L’homme est posé. Le large sourire qui éclaire son visage ne le quittera pas de tout l’entretien. Le jeune retraité a atteint une forme de sérénité. D’emblée, il en donne la recette : voyager, lire, voir ses petits-enfants et avoir un peu plus de temps libre. Le dernier point est sans doute le plus difficile à préserver, il faut se battre, précise-t-il. En effet, il aime diversifier ses engagements. Il se présente comme l’antithèse de l’officier Giovanni Drogo dans Le Désert des Tartares de Buzzati, attendant sa vie entière le combat sur une frontière oubliée. Pour cela, il garde une activité bénévole principale et sur des sujets qui le passionnent, comme l’aménagement du territoire avec l’internet en très haut débit ou le logement social. Ainsi, au Centre d’action sociale protestant (Casp) qui accueille annuellement, sous des formes très diverses, de l’ordre de 60 000 personnes, il est d’abord bénévole de terrain. Une journée par semaine à la « Maison dans la rue », un accueil de jour où les personnes peuvent avoir un café, des douches, des lave-linges, un accès à des médecins, un accompagnement psychologique et des prises pour recharger leurs smartphones. C’est en venant à l’Assemblée générale qu’on lui a proposé d’être administrateur, puis membre du bureau et enfin l’un des vice-présidents.

Un parcours en mouvement

Je suis protestant mais pas très pratiquant, s’excuse-t-il. Nous avons retrouvé l’acte de baptême de ma grand-mère à l’Étoile en 1887, c’est toujours notre paroisse. Nous avons connu d’autres paroisses au gré des nominations. La vie de communautés très différentes comme Rouen et Paris avec des familles très implantées. La Corrèze avec une Église très disséminée, composée en grande partie de fonctionnaires. Il a moins connu celles de La Roche-sur-Yon et Amiens, car les enfants étaient déjà grands. Il aime cette diversité qu’il a vécue dans son activité professionnelle. Pendant quelques mois, il a même été directeur général de la candidature d’Annecy 2018.

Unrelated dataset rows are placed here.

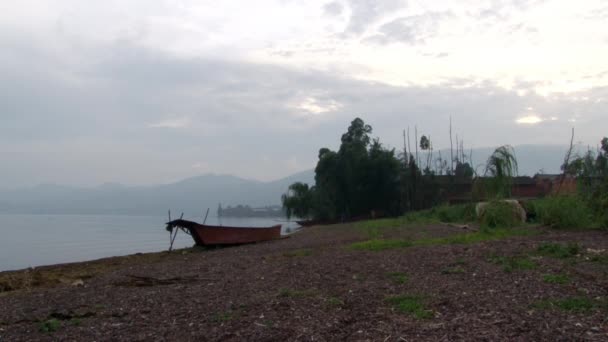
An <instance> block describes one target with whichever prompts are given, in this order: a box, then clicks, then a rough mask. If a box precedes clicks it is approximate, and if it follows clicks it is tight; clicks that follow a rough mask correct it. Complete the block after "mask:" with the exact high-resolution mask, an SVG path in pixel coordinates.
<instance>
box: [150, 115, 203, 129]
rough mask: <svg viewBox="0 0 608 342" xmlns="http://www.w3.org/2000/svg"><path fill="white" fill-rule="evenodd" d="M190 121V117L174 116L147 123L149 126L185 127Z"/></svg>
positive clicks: (152, 126)
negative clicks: (183, 117) (173, 118)
mask: <svg viewBox="0 0 608 342" xmlns="http://www.w3.org/2000/svg"><path fill="white" fill-rule="evenodd" d="M191 124H192V121H191V120H190V118H187V117H185V118H175V119H166V120H161V121H158V122H155V123H150V124H148V127H151V128H186V127H190V125H191Z"/></svg>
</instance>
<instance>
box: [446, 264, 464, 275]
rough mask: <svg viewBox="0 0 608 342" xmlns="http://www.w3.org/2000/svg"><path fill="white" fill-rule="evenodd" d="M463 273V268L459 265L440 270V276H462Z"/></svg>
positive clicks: (463, 267) (454, 265) (462, 267)
mask: <svg viewBox="0 0 608 342" xmlns="http://www.w3.org/2000/svg"><path fill="white" fill-rule="evenodd" d="M465 272H466V271H465V270H464V267H462V266H460V265H450V266H447V267H445V268H443V269H442V270H441V274H462V273H465Z"/></svg>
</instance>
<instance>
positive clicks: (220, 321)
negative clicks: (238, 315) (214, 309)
mask: <svg viewBox="0 0 608 342" xmlns="http://www.w3.org/2000/svg"><path fill="white" fill-rule="evenodd" d="M233 318H234V314H233V312H232V311H225V312H218V313H216V314H214V315H213V316H212V317H211V321H213V322H215V323H224V322H228V321H231V320H232V319H233Z"/></svg>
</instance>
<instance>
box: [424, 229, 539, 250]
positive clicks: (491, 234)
mask: <svg viewBox="0 0 608 342" xmlns="http://www.w3.org/2000/svg"><path fill="white" fill-rule="evenodd" d="M535 234H538V232H536V231H534V230H530V229H525V228H520V229H504V228H498V229H491V230H490V229H484V230H480V231H478V232H474V233H463V234H455V235H452V236H448V237H445V238H430V239H420V240H416V241H414V245H416V246H431V245H453V244H456V245H460V244H465V245H466V244H472V243H478V242H483V241H495V240H502V239H506V238H509V237H513V236H530V235H535Z"/></svg>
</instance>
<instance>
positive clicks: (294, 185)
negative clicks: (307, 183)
mask: <svg viewBox="0 0 608 342" xmlns="http://www.w3.org/2000/svg"><path fill="white" fill-rule="evenodd" d="M312 192H313V190H312V189H309V188H308V184H304V183H300V182H296V183H293V184H291V185H290V186H289V190H288V191H287V193H286V194H283V196H281V202H283V208H285V214H286V215H287V218H288V219H289V218H291V217H292V216H296V217H300V218H308V217H310V214H311V210H312V196H313V195H312Z"/></svg>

Ses 43 années au service de l’État, dont la moitié dans le corps préfectoral, l’ont amené à souvent déménager. C’est d’ailleurs difficile pour la famille, la nouvelle peut arriver deux semaines et demie avant. Pour les préfets, il y a toujours le risque d’être un fusible, c’est normal et injuste à la fois, précise-t-il, on le sait, pour être renvoyé, il suffit d’un Conseil des ministres. Mais cela n’est pas vécu comme une menace. La mort du préfet Claude Erignac reste un souvenir vivace et douloureux. Il n’y a pas une cause qui justifie qu’on s’en prenne à lui parce qu’il est représentant de l’État. La tâche des préfets consiste à mettre en place la politique du gouvernement. Pour cela il faut connaître les personnes, convaincre les élus.

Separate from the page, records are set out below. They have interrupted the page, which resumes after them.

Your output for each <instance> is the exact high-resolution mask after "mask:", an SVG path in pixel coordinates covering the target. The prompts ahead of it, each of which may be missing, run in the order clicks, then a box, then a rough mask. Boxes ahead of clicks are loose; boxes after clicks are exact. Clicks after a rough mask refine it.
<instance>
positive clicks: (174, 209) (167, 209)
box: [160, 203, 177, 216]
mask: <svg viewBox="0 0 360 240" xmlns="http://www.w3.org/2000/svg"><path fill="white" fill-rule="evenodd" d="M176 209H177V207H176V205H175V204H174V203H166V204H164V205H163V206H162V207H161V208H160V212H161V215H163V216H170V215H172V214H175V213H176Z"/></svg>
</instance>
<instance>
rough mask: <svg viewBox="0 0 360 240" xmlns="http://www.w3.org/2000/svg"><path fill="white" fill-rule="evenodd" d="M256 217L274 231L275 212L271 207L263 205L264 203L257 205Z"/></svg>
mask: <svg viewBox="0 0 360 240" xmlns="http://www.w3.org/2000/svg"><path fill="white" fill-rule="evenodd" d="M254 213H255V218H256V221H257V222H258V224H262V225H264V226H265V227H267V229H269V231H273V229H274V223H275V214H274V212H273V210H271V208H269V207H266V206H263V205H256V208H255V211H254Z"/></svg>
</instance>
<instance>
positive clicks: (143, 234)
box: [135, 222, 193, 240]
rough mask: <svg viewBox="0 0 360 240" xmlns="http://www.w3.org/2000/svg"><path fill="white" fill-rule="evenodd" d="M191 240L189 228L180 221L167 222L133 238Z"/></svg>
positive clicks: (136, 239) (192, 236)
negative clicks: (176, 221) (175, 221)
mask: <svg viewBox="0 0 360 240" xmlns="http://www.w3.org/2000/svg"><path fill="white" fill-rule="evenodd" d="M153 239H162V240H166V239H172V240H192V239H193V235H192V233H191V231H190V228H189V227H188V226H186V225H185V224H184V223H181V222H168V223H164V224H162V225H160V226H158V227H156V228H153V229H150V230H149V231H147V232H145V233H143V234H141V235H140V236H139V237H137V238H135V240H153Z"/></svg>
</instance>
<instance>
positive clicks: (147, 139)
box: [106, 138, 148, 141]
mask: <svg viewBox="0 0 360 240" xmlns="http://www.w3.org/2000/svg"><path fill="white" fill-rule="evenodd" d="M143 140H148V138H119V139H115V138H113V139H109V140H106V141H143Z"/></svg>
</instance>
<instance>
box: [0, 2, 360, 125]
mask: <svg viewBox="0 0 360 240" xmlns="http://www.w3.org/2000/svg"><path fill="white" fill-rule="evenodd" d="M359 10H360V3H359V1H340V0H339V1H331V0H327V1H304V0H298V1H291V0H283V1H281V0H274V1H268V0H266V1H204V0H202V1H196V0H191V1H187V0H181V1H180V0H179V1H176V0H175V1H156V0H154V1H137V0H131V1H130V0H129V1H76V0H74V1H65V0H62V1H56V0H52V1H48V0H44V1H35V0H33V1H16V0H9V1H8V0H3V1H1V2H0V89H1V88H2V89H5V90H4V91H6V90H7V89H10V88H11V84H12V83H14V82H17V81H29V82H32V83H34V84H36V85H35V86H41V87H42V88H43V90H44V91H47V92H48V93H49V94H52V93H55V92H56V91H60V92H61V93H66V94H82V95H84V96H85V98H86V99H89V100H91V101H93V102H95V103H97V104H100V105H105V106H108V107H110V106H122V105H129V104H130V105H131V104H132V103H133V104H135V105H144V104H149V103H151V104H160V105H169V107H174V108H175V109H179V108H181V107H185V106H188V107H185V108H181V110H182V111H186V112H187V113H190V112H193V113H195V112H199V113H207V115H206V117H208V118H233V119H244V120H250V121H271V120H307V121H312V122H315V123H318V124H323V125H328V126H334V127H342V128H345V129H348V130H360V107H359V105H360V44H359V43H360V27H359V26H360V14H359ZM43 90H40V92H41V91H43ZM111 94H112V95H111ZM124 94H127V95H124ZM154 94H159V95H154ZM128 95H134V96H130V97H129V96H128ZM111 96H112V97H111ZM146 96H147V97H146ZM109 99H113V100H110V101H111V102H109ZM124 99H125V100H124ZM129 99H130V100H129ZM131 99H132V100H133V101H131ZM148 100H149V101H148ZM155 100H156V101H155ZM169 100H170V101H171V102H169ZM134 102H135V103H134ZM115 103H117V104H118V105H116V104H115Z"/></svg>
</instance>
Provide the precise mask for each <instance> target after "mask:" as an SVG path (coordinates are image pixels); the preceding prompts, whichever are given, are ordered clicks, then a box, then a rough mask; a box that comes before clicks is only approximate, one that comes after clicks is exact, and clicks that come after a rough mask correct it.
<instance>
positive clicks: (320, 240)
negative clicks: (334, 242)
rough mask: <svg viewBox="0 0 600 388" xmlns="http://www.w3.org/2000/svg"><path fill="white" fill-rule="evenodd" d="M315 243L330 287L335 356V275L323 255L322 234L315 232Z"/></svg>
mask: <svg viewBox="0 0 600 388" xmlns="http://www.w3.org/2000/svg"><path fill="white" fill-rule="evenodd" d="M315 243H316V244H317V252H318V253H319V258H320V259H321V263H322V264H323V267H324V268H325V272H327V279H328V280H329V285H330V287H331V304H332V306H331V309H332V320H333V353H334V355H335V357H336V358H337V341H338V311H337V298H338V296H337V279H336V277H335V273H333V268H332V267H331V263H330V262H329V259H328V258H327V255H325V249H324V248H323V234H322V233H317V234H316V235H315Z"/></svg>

Des découvertes formatrices

Ce service de l’État, il l’entrevoit dès ses études. Adolescent, c’était le début de la Ve République : un vent nouveau, se souvient-il. J’ai été façonné par le catéchisme et deux pasteurs très différents : André Barnaud plus messianique et Richard Sautter plus rationnel.
Le groupe de jeunes était aussi celui des moniteurs de l’école du dimanche. Il a retrouvé des amis du catéchisme lors de ses études. Il y a une proportion plus importante de protestant chez les fonctionnaires d’État, même si la causalité n’est pas évidente. Peut-être dans l’envie de servir, hasarde-t-il.

Les voyages sont un autre lieu de découvertes. Avec sa femme, ils programment un grand voyage par an : l’Iran, la Tanzanie et bien sûr régulièrement le Japon, pays d’origine de sa femme. Et aussi d’autres plus petits, une capitale européenne ou un petit coin de Bretagne. Après le voyage, il faut encore trier les photos et confectionner les albums… Dans toute cette diversité, la famille reste son pilier avec sa femme, ses trois fils, et ses cinq petits-enfants âgés de 14 ans à 6 mois. Ils sont une bonne compensation à l’âge.